As for Garland, at 16 she was under tremendous pressure to carry a film that would cost $2.7m, MGM’s most expensive of the year. Between takes, Pellegrini sat with her on the Yellow Brick Road, chatting like “regular teenagers”, although in later years Garland and her colleagues got fond capital out of Munchkin-lore. “We had a hell of a time with those little guys,” Mervyn LeRoy said. “They got into sex orgies at the hotel. We had to have police on every floor.” Garland told similar tales, and “embellished the truth later to make a better story”, says her daughter, Lorna Luft.

“Some of us were a little older than others,” says Pellegrini, who was cast as the second Sleepy Head to stand up in the nest and as one of the Flower Pot Girls. “But it’s all out of proportion. Just a few of them liked their drinks too much.”

Does she remember how much she was paid? Pellegrini laughs. “$50 a week, including room and board and transportation. You know what we found out later? Toto made more than we did.”

Of the principal actors, Garland earned the least – $500 a week. Luft says her mother loved making the film. “Adored it. It was the movie that put her into another stratosphere, that made her a star.”

Bolger and Haley were both on $3,000 and Lahr, a veteran of vaudeville, on $2,500. As for the songwriters, “their place was near the janitor!” Ernie Harburg says. “They were just guys you called in to do a little job for you. Work for hire. “

In the wrong hands, the score could have been a soppy nightmare. But Harburg, unusually for a songwriter of the period, wasn’t sentimental. He was a social activist, who’d be blacklisted in the communist witch-hunt and go on to write Finian’s Rainbow, a mixed-race musical for a long time considered too challenging for mainstream tastes.

“Yip was a tough-love guy,” Ernie says. “He wrote the schmaltzy stuff at the start of his career, but most of the time it was like Paper Moon: ‘It’s a Barnum and Bailey world/Just as phoney as it can be.’ He said art was for struggle and hope, that’s what his lyrics were about. Look, in the late 20s, his business went bust, his wife left, his brother died, his father died. Bang, bang, bang. You have to – like Obama said, he’s the same kinda guy – create hope. With humour, then imagination. You have to imagine: how can I get out of this mess? Then use your smarts.”

“If Yip Harburg were alive,” says John Lahr, theatre critic for the New Yorker and son of Bert, “he’d tell you he was writing a musical version of FDR’s New Deal.”

Over The Rainbow is perhaps the most misperformed song of all time. “People don’t get the point,” says Luft. “They make it into something more than it is, a big dramatic piece. If you look at where it came from, it’s a simple song.”

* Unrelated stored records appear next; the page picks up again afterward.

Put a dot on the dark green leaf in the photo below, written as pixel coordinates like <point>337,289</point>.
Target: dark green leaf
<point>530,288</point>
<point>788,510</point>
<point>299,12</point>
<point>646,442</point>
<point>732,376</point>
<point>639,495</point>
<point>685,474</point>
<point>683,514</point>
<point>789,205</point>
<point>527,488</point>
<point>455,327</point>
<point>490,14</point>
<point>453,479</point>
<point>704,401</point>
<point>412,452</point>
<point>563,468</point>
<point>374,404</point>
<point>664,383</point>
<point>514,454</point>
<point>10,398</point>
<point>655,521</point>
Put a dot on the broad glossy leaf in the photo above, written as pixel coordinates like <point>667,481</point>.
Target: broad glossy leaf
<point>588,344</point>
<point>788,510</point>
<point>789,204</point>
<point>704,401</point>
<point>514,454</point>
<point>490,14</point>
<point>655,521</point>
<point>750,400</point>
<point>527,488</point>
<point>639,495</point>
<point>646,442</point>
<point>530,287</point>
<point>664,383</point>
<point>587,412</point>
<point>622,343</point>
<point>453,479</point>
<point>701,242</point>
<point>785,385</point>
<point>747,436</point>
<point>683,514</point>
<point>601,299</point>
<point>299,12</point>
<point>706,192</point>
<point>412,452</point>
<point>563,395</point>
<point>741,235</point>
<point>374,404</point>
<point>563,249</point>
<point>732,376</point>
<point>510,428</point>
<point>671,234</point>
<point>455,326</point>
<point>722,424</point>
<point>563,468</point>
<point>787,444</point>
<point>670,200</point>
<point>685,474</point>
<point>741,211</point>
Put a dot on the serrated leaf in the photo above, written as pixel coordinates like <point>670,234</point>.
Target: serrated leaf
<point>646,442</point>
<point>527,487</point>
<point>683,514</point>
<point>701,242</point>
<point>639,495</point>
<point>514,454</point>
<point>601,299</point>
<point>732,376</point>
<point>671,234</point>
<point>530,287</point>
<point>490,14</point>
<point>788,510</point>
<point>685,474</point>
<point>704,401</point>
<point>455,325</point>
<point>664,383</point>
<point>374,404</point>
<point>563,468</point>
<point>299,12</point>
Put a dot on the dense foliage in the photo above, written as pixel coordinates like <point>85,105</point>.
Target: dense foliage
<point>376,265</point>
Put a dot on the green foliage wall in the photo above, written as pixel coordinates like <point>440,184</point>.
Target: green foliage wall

Initially Harburg thought Arlen’s melody too histrionic for a little girl and toned it down with childlike lyrics. “Lemon drops,” Ernie says. Is it significant the song ends in a question? “Yes.” He nearly jumps out of his chair. “That’s Yip. He was a philosopher – it’s a Socratic method, engage the listener by asking questions. Why oh why can’t I?” Over The Rainbow was thrown out of the film three times before Louis B Mayer intervened and said, “Let the boys have their damned song.”

When it came out, Oz was neither commercially nor critically successful. Garland, Harburg and Arlen won Oscars, but the film lost money at the box office and was dismissed by critics as having “no trace of imagination, good taste or integrity” (the New Yorker) and being full of “freak characters” (the New Republic). The best the New York Times could say was that it was “genial”. It wasn’t until 1956, when CBS leased the film from MGM (they’d bid for Gone With The Wind and got Oz as a consolation prize), to show on TV every year, that it started to build into a phenomenon.

The key to its appeal, John Lahr says, is the way it addresses fundamental anxieties in American culture. “What the story speaks to is mastering a sense of inadequacy that’s built into the American system. In other words: you’re free to become who you want. Which is terrifying, because you have no support. This sense of can I make it, am I good enough, do I have the right stuff? Oz is a little capitalist bliss, everything’s perfect, shiny, grand. And I think it speaks about longing and the feeling – the hope – that we’re all right inside ourselves and can reach that.”

By the time the protagonists find the wizard, they no longer need his magic, which, of course, turns out to be fake. Oz is an illusion. What’s real is the travellers’ original, unpolished value and the camaraderie of the journey. Although Bob Baum has reservations about the film – “It’s basically half the original book!” – he thinks it is broadly faithful to the spirit of what his great-grandfather intended. Which is? “That you have within yourself far more power than you’re actually using.”

Bert Lahr was ambivalent about the fuss around the film and the fact that, although he did serious theatre later – he played Estragon in the first New York production of Waiting For Godot – he’d always be remembered as the Cowardly Lion. “My father had no education,” says John Lahr, “in the great tradition of the early American comedians. Buster Keaton had one day of schooling, my father got to sixth grade. They sent us to these great schools, we were highly educated, and my sister and I were always trying to get Dad to do more avant garde things. But these guys, they wanted big houses. They were businessmen. My father once said to us, ‘Put me in a jockstrap and if I go out there and entertain people for two hours, I’ve done my job.’”

John’s sister, Jane, is writing a book about the theosophical foundations of Oz – L Frank Baum and Noel Langley were theosophists. “It’s the philosophy of know thyself,” she says. “It was very popular in the early 1890s and it doesn’t go out of fashion.” Her father “would only watch the film towards the end of his life. I think we forced him to, when we were back from college. He finally acknowledged it was wonderful, though he thought Ray Bolger was a bit of a ham.”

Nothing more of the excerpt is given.